Çocuklara, büyüklerin anlayamadıkları Allah’tan söz etmek, körpe dimağlarına sağlam fikir tohumları saçacak yerde, o yaştakileri ahiretin cehennemiyle korkutmak, cennet mükâfatıyla morallendirmek ve sonra onlardan hayatta müspet yararlıklar beklemek, bir çocuğu, olmadık şeylere inandırmak istemek, onu aptallaştırmaya uğraşmak, demektir. Dürüst, pozitif düşünebilmek hususundaki zekâlarını boza boza zavallıları hiçbir şeyi doğru muhakeme edemeyecek bir hale getirmek… Bununla beraber iş, çocuğun bu sualini büsbütün cevapsız bırakmanın da sakatlıklarını gösterecek bir incelikte idi.

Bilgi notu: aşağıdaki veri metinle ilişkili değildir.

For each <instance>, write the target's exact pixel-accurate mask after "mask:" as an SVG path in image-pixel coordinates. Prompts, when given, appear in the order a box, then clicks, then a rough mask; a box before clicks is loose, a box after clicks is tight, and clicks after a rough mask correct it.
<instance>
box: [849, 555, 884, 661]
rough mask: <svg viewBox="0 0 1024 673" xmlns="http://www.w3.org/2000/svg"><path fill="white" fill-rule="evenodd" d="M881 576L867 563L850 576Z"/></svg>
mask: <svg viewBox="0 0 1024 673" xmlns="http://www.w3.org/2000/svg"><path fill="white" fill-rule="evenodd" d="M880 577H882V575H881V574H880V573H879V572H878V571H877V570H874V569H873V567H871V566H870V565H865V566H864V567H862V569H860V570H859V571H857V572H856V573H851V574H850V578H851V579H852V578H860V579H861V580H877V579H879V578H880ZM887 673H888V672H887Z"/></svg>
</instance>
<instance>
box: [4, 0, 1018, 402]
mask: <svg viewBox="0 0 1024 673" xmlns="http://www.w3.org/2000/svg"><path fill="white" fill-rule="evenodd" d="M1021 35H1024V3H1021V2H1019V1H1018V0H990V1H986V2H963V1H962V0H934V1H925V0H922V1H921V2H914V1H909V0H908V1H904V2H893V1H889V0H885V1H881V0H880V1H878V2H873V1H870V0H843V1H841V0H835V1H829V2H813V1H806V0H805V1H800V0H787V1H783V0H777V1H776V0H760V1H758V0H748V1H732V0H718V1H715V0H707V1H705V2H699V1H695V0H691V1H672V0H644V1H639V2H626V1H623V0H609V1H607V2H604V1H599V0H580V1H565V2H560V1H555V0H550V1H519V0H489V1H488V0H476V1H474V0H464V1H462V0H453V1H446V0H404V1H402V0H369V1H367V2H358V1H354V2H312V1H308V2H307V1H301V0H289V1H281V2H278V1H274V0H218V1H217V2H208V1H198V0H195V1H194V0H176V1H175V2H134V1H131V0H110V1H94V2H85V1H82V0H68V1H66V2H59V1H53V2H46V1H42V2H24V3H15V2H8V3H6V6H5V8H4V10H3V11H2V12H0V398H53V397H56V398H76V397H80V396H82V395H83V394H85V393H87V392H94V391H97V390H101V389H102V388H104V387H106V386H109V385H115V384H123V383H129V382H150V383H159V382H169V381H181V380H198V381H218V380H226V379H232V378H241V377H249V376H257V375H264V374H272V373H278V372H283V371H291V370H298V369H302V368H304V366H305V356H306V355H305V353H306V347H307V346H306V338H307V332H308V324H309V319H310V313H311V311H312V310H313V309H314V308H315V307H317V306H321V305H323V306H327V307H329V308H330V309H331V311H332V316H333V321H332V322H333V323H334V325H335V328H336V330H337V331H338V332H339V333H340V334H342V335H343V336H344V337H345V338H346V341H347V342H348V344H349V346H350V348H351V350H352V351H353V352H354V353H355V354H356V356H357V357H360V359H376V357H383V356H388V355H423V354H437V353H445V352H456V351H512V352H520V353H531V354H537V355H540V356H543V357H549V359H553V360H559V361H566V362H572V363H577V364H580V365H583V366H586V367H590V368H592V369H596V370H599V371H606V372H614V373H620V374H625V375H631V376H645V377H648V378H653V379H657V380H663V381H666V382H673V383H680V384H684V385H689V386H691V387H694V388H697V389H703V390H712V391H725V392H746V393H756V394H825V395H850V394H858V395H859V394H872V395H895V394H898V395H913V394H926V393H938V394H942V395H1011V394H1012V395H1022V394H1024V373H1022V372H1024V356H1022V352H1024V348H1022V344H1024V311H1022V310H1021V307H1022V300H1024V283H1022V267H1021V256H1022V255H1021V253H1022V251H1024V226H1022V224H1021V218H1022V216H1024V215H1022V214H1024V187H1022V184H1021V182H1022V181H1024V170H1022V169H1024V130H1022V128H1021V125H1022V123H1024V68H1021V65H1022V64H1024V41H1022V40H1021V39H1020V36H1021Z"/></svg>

Kant’ın dediği gibi, Allah var olsa bile, vücudu akıl ile ispat olunamaz. İspat olunamayan şey üzerine kurulan temelsiz dinleri hangi uçlarından tutabiliriz. Onun içindir ki, bunları biraz kurcalayınca manasızlıklar, zıtlıklar, çatışmalar sırıtır durur. Hiçbir yalanlama sesi çıkaramayan bu sonsuz bilinmezliğin mutlakıyetinden cesaretlenen yalancılar, onun adına uydurmadıkları gülünç masal bırakmadılar. Allah’ın yasak kıldığı yalanın bir günahı olaydı, önce bu yalancıların dilleri tutulurdu. Yüzyıllardan beri çocuk hikâyelerini geride bırakan kaba saba efsaneler… Kâh gökten melek indirirler, kâh göğe insan çıkarırlar. Tevrat zamanından beri insanların akılları bir arpa boyu serpmedi mi ki?.. Hâlâ o menkıbe, hâlâ o saffet, hâlâ o cehalet… Kendimin inanmadığım bir akideyi çocuklarıma nasıl öğretebilirim. Dini moral sağlam olamaz. Bu, tıpkı çocuğa: &‘Uslu otur, Yükte umacı var. Çıkarsa şimdi seni yutar’, demek gibi bir korku vermeye benzemez mi? Çocuk büyüyüp de yükten umacı çıkmayacağını anladığı gün, yapacağını yapar, artık önüne geçilmez. Din adına bize telkin edilenlerin hep yalan olduğunu anlayınca, yüreklerimizden dine ve dindarlara karşı bir gülümseme kabardı.
Biz araya başkalıklar sokmaya uğraşmışız. İnsan ölüsüne &‘cenaze’, hayvanınkine &‘leş’ diyoruz. Bunlar insanlığın şerefine, hayvanlığın aleyhine uydurduğumuz gülünç sözlerdir. Kendi kendimizi böyle pohpohlamakla hiçbir şey değiştirmiş olmayız.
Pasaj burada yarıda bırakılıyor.